I was walking today, and on the street there is a right angle turn. The inner portion of the turn is just a square right angle, but the outside of the turn is a radius. I started wondering to myself, if I want to be on the outside of the turn going into and exiting the turn, what would be different ways I could walk this, and what would the distance differences be.
Crossing directly across, to the inner corner and crossing directly across to the outer side again, would be 2w (for the width of the road w). Following the edge of the radius would (assuming perfectly circular), be 1/4 of a circle, so 1/42piw = 1/2 pi * w. The shortest route is a straight line, which would make a right triangle, so w^2 + w^2 = c^2, 2w^2 = c^2, sqrt(2) w = c
So crossing twice is 2w, following the edge is 1/2piw, and shortest path is sqrt(2)*w. Not super applicable, and I didn't need to do math to figure it out, but I was walking and bored, so I found joy in it. The fact that they all boil down to having w as a factor means I could figure out a nice ratio between all of them. And then I needed to mentally figure out what 1/2 pi was. 3.14/2 = 1.57... And I know that sqrt(2) is roughly 1.41 ish.
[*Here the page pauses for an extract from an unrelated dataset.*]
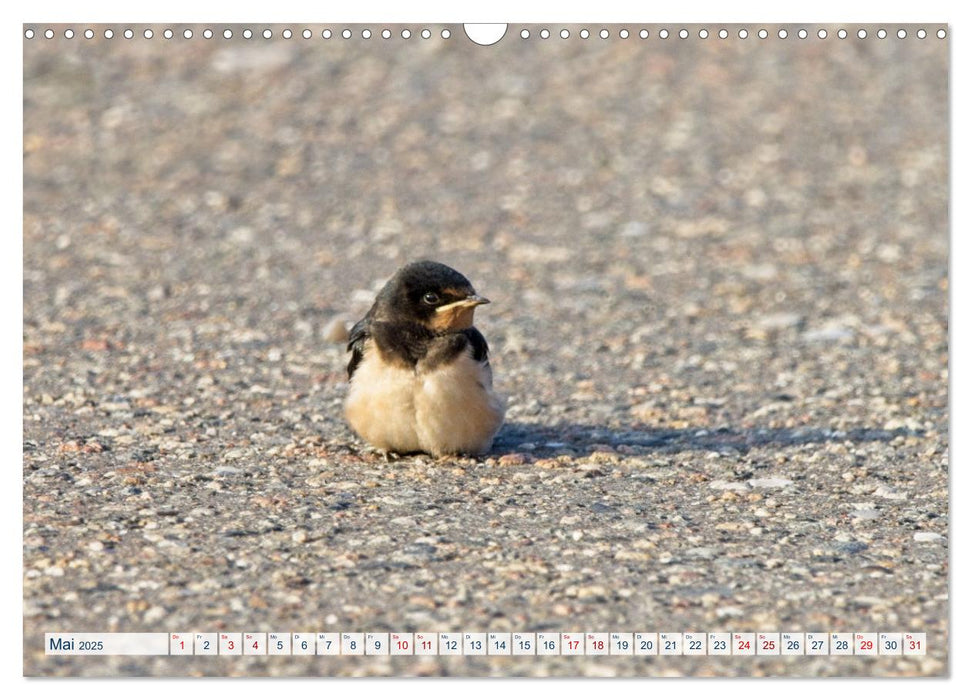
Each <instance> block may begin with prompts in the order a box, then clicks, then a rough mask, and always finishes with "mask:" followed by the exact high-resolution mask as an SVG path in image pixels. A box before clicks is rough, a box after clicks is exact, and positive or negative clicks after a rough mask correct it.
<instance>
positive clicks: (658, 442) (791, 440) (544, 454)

So now I know that crossing twice has a cost of 2, following the edge is 1.57, and direct line is 1.41. Following the edge is vaguely close enough to the ideal path to warrant not walking into the street to optimize the route, 1.57 / 1.41 is about ~110%. Whereas by defintion, a cost of 2 is going to be sqrt(2) times sqrt(2), so ~141% more than shortest path.
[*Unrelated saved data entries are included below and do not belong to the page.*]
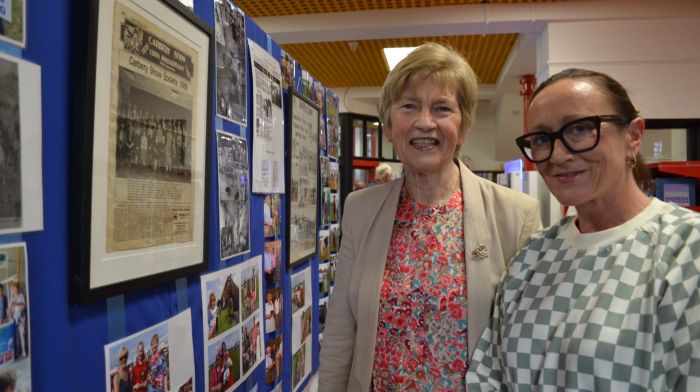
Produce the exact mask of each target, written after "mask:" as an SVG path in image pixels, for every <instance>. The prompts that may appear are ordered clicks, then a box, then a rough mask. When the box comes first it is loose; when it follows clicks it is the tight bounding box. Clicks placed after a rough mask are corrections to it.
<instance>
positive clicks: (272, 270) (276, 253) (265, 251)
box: [263, 240, 282, 287]
mask: <svg viewBox="0 0 700 392" xmlns="http://www.w3.org/2000/svg"><path fill="white" fill-rule="evenodd" d="M263 267H264V271H265V287H271V286H278V285H279V283H280V278H281V276H282V240H275V241H267V242H265V245H264V246H263Z"/></svg>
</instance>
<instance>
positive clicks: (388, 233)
mask: <svg viewBox="0 0 700 392" xmlns="http://www.w3.org/2000/svg"><path fill="white" fill-rule="evenodd" d="M402 186H403V179H400V180H395V181H393V182H392V183H391V184H390V185H387V188H389V189H388V192H387V193H386V196H385V198H384V202H383V203H381V204H379V209H378V211H377V214H376V218H375V219H374V221H373V222H371V223H368V225H369V226H368V230H367V236H366V237H365V240H364V241H363V244H364V245H366V246H365V247H364V249H363V250H362V251H361V252H360V255H359V257H360V260H362V273H361V275H360V276H361V281H360V291H359V293H358V297H359V298H358V301H357V342H356V344H357V345H359V347H361V348H362V350H363V351H364V355H361V356H360V358H374V349H375V346H376V339H377V322H378V321H377V318H378V316H379V295H380V290H381V286H382V281H383V279H384V268H385V267H386V258H387V256H388V254H389V244H390V242H391V233H392V231H393V228H394V218H395V217H396V209H397V207H398V204H399V196H400V194H401V187H402ZM358 261H359V260H358ZM373 365H374V363H373V361H364V363H356V364H355V366H356V370H357V372H358V374H357V375H358V380H363V381H364V380H370V381H371V379H372V366H373ZM365 387H366V388H365V389H367V390H368V389H369V387H370V385H369V383H368V384H367V385H366V386H365Z"/></svg>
A few things to note here. First off, I'm aware that not everyone finds the same joy in doing simple mental math and thinking about problems mathematically even when there is no need to do it, but trying to think of things more minor trivial things mathematically may cause you to at least appreciate it more, which can grow into joy. And second, I wasn't doing any complicated math in my head. I just thought to myself "is it faster to cut to the inside corner and then cut back out... of course not, right?" and I was able to answer that definitively to myself. Did it matter? Was the answer probably obvious anyway? Probably, but I was able to _prove_ that. And I value facts. Finding joy in the simple things lets you build up more of a familiarity and view it more as a problem solving tool than a tedious thing to rote memorize.
A great way to build up math familiarity and see how other people find joy in mathematics would be to watch Numberphile videos on YouTube[0]. It's a bunch of mathematicians sharing things they find interesting about math. Some times are REAL hard to grasp, but some are just very interesting puzzles[1]. The puzzles don't always have clear immediate usefulness, but can often be described as "a mathematician wanted to know an answer, so they did some math to find out and prove something to themself."
Sorry, end of spiel.
tl;dr - find the joy in the simple things and use math as a tool to answer (even simple) questions to help highlight the usefulness.